Things came full circle when, in 2006 and under then Dean Ruth Weisberg, Gayle returned to the college where she studied art and met the love of her life. With a historic and visionary gift by Gayle and Ed, the USC School of Fine Arts was renamed the USC Gayle Garner Roski School of Art. The name was subsequently extended to include ‘Design’ in 2015. The gift is believed to be the largest single donation to a visual arts school in the United States at the time. In 2016, the couple made a second donation to name the Gayle and Ed Roski Eye Institute at USC.

Upon hearing of Gayle’s passing, Ruth Weisberg shared with me her thoughts:

“It is with profound sadness that we learned of the passing of Gayle Garner Roski.

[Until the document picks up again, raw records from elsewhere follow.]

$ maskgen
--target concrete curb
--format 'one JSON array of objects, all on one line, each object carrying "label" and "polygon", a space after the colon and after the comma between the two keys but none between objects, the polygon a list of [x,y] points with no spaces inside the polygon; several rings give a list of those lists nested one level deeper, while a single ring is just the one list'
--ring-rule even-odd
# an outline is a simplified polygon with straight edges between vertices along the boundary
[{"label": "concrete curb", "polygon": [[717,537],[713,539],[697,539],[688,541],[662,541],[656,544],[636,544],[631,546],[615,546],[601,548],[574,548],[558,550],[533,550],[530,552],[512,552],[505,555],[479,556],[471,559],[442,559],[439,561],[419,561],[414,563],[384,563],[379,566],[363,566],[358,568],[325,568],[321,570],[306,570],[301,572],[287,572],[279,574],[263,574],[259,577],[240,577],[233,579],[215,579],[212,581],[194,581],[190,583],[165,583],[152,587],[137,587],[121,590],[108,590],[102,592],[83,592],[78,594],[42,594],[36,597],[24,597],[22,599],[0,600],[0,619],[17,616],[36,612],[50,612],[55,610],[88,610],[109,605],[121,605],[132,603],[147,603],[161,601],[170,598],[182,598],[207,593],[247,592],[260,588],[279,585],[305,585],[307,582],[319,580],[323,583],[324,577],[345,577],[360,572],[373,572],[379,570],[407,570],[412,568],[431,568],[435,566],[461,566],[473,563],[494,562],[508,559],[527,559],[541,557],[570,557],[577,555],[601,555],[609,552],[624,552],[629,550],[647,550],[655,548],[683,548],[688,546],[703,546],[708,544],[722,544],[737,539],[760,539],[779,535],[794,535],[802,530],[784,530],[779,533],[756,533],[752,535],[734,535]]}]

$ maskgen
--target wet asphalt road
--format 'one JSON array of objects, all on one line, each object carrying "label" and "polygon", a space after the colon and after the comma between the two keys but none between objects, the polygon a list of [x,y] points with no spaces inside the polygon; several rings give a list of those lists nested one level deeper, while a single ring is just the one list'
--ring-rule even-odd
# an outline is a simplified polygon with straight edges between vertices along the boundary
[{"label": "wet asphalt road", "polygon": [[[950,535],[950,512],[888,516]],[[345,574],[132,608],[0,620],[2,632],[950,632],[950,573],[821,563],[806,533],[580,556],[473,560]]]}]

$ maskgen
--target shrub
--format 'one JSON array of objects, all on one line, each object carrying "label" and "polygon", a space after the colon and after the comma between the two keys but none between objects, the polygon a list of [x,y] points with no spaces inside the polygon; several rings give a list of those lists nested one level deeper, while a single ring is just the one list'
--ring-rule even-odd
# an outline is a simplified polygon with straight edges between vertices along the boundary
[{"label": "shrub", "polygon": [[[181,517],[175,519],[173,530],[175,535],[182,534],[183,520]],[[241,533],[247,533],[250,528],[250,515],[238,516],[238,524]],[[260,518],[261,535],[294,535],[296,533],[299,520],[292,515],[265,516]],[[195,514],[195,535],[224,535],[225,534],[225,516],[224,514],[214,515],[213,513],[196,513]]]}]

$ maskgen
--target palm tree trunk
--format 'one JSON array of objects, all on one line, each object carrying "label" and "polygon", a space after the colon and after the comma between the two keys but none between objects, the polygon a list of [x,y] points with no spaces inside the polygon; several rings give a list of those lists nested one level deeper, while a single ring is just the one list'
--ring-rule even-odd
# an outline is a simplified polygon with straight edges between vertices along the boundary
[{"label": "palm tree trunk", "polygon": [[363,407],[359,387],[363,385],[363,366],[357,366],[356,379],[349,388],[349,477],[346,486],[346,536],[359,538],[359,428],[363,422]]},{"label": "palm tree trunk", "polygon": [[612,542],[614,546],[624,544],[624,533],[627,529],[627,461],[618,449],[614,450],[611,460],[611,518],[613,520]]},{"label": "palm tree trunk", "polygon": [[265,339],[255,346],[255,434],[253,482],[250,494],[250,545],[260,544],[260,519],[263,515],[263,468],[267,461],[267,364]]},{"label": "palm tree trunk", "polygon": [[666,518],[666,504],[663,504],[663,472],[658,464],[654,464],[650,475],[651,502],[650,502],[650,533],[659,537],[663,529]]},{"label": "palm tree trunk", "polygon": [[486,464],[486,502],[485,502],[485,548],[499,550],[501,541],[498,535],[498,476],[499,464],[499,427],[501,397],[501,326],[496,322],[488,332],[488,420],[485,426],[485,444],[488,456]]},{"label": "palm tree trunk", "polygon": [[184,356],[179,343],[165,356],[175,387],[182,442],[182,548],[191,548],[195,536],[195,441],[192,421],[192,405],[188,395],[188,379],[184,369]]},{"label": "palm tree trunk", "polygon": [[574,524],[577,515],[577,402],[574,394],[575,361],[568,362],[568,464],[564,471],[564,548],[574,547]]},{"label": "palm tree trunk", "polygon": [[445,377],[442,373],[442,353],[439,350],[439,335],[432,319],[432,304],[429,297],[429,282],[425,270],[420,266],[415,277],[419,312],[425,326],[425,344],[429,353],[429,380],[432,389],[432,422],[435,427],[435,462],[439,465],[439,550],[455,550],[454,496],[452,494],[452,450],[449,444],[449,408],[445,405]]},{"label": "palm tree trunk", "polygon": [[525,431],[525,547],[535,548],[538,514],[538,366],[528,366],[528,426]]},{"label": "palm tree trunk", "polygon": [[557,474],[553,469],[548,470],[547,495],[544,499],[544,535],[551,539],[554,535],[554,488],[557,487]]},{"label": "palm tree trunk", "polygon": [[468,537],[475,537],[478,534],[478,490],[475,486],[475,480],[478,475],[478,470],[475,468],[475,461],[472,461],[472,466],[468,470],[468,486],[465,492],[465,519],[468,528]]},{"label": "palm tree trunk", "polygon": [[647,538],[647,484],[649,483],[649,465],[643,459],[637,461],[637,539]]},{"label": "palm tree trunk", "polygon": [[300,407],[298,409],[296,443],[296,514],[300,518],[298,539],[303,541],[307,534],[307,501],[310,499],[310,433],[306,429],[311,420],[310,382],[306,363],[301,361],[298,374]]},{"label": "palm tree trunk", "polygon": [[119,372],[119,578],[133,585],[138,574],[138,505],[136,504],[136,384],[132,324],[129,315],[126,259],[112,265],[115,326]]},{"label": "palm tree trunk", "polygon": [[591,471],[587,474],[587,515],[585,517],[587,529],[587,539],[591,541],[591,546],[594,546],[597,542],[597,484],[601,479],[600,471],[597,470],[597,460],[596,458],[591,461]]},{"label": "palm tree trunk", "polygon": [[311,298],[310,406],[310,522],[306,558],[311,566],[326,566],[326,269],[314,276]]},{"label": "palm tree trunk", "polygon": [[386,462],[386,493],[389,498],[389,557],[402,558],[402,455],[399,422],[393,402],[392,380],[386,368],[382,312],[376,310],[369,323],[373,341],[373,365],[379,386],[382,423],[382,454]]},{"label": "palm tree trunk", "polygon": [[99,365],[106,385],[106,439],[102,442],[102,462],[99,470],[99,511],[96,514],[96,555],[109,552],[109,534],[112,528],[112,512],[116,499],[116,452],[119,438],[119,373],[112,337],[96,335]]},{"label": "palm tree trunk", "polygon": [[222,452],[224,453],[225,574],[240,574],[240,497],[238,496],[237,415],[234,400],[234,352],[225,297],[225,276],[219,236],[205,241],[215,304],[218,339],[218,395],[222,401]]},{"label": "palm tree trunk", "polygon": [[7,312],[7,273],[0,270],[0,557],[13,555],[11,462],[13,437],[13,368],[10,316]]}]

We are so deeply honored that we will carry her name, the USC Gayle Garner Roski School of Art and Design, in perpetuity. She has been such an inspiration to all of us as a very special friend, patron and fellow artist. She always cared so deeply about our community of students, faculty and staff. I am especially grateful to have shared numerous trips to far-flung destinations in Italy, China and Israel among other places. Her own artwork, sense of adventure and generosity had a transformative effect on her family, friends and everyone she met. We will miss her more than I could ever express.” 

My deepest condolences go out to her husband, Ed Roski, their children, grandchildren and those closest to her. We will continue to honor Gayle’s dedication to the arts and arts education as we pass along her passion on to emerging creatives long into the future. We will miss her tremendously.